Category: Political News,Politics

The right speaks with gratitude for a White House dream realized.

“We believe he’s sent from God,” Kathy Kiely, 67, said of Mr. Trump from a mall food court in Prescott, Ariz., “to bring us back to where we used to be, and where we can be.”

More common, though, are the darker appraisals: of enemies real and imagined, of what awaits us if the national rupture remains.

“History always repeats itself,” said Robert Brock, 42, a Trump-supporting truck driver in South Daytona, Fla., forecasting a kind of modern civil war between conservative and liberal. “People aren’t realizing that.”

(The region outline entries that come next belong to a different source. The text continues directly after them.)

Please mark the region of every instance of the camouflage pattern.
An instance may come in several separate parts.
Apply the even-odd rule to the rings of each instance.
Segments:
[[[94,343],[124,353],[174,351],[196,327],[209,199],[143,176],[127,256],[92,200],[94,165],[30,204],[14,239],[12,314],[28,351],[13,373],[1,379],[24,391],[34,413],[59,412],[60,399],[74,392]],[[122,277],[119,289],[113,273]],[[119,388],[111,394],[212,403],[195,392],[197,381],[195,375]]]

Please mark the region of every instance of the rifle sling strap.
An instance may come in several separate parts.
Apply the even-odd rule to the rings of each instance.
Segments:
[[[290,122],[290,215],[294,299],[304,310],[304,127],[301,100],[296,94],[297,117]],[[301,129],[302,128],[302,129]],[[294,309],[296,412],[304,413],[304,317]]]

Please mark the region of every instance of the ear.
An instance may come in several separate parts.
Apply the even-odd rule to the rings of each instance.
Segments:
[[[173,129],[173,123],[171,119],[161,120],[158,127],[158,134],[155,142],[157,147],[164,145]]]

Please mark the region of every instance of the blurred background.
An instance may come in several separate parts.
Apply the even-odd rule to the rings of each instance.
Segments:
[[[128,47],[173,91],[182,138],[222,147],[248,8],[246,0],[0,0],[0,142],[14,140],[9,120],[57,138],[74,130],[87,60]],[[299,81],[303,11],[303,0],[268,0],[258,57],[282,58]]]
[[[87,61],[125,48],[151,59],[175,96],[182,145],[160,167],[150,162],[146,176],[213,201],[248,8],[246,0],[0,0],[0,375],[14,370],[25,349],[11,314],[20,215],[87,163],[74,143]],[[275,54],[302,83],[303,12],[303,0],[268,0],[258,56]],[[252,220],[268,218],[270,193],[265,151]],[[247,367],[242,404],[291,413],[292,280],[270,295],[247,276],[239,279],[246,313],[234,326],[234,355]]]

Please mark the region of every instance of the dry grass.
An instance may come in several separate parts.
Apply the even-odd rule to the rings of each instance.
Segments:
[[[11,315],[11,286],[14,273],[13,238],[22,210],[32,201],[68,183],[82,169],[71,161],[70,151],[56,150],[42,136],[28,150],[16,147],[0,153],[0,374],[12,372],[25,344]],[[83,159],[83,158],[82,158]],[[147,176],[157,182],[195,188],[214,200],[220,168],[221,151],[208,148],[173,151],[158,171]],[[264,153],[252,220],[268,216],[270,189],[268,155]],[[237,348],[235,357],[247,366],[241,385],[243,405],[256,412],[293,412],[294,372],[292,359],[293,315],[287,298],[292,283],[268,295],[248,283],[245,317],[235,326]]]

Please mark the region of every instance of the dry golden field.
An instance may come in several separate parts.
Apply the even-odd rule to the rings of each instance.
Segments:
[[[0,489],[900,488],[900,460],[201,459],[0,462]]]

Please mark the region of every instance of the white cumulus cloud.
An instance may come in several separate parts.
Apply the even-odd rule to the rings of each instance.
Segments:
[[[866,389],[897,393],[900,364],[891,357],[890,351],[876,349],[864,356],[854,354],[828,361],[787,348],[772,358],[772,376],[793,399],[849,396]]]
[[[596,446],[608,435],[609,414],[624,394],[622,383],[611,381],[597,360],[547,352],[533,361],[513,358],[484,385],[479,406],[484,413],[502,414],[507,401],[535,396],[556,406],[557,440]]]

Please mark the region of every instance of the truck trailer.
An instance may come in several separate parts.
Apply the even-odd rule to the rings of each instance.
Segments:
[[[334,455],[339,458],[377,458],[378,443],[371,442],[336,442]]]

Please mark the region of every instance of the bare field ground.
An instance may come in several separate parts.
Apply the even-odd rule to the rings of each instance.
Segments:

In flashes, the race’s final weeks have lurched from abstract menace to notes of genuine violence. Mail bombs targeted Mr. Trump’s Democratic opponents. The president praised and re-enacted a congressman’s assault on a reporter, to cheers and laughter inside a Montana airplane hangar. He suggested that the military should fire upon migrant rock-throwers at the southern border.

And inside the Volusia County Republican office, where Mr. Brock spoke of looming combat after a rally for the statewide ticket, gunshots had shattered a front window last week, piercing a poster with the president’s surname. By the weekend, the sign was up again, with a hole visible just above the “R” — a message to whomever had done this, to whomever doubts the tenacity of the president’s people.

“It’s a reminder,” Mr. Brock said. “We’re not going to go away.”

Historians have reached for parallels lately and generally found them wanting. There is a measure of the ’60s-style upheaval and hazard, they say, and some midterm echoes from 1994 or 2010. But the divisions feel deeper, harder. The cement is drying.